Your Investment Dollars May Be Used With Little Or No Oversight
On Thursday the Securities and Exchange Commission will hold a roundtable discussion on the proxy process, the system by which thousands of shareholder proposals are voted and decided on each year. These votes range on issues from board of director candidates, to new corporate practices and corporate disclosures. The results of these votes carry real impact on a company’s policies and performance and most importantly on returns for investors.
Despite this significance, many financial institutions and asset managers are automatically voting in line with the recommendation of third-party proxy advisory firms who have no fiduciary responsibility, failing to evaluate the merits of the recommendations or the analysis underpinning them, in a process known as "robo-voting." The result is that hundreds of firms with trillions of dollars in assets under management – money from vehicles such as retirement savings, active investments, and 401k dollars – are voting their shares with a third party advisor that is not obliged to maximize the value of their holdings.
In fact, according to new research by the American Council on Capital Formation, 175 asset managers with over $5 trillion in assets under management have historically voted in line with Institutional Shareholder Services, or ISS, the largest and most dominant proxy advisory firm, more than 95% of the time. Going a level deeper, 82 of these asset managers, with over $1.3 trillion in assets under management, have historically voted with ISS on these proposals more than 99% of the time. This practice is prevalent across investors of all sizes and types.

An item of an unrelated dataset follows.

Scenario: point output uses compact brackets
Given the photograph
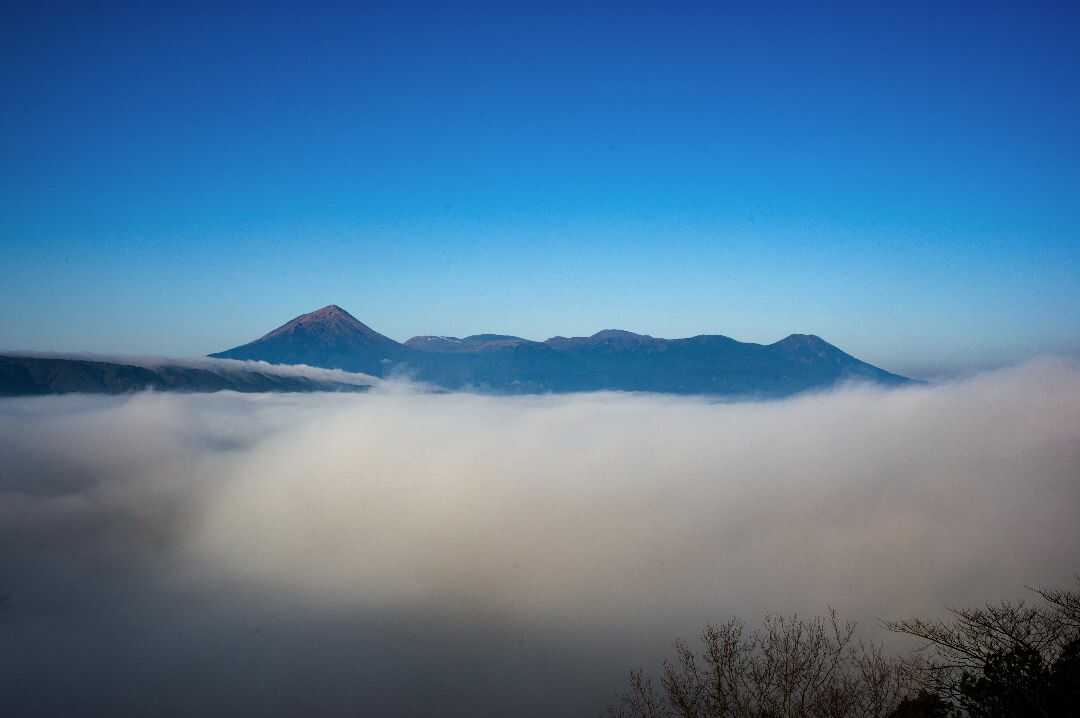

Compounding this problem, ISS has come under scrutiny for numerous failings, including conflicts of interests, one-size fits all guidance, and issuing recommendations that are based on faulty data. Recently, ACCF commissioned research from corporate governance expert Frank Placenti of Squire Patton Boggs, which found that proxy advisor reports are often factually or analytically flawed and provide limited time for companies to respond to errors – leaving thousands of votes to be influenced by inaccurate recommendations.
Based on a survey of 100 companies and their experiences during the 2016 and 2017 Proxy Seasons, 37% of respondents reported that ISS did not provide them the opportunity to respond at all to an adverse recommendation. Nearly 85% of companies that were given notice from ISS indicated they received less than 72 hours to respond to the adverse recommendation, with roughly 36% indicating they received less than 12 hours notice. Meanwhile, 100% of companies stated they require at least three business days to respond.
The unavoidable conclusion is that proxy advisory firms are emerging as the "quasi-regulators" of our capital markets. They formulate their own viewpoint on how a company should operate without any statutory authority, rely on unaudited data sources for recommendations, and in some case provide consulting services to the same companies they are making recommendations for and against.
The good news is the SEC has taken notice of this concerning development and is convening a roundtable discussion to determine whether reform is needed. As a part of its outreach, the Commission is soliciting comments on proposed solutions. Investors of all kinds should consider participating in the process, in order to help make certain that their investments won’t be sacrificed pursuing someone else’s political agenda.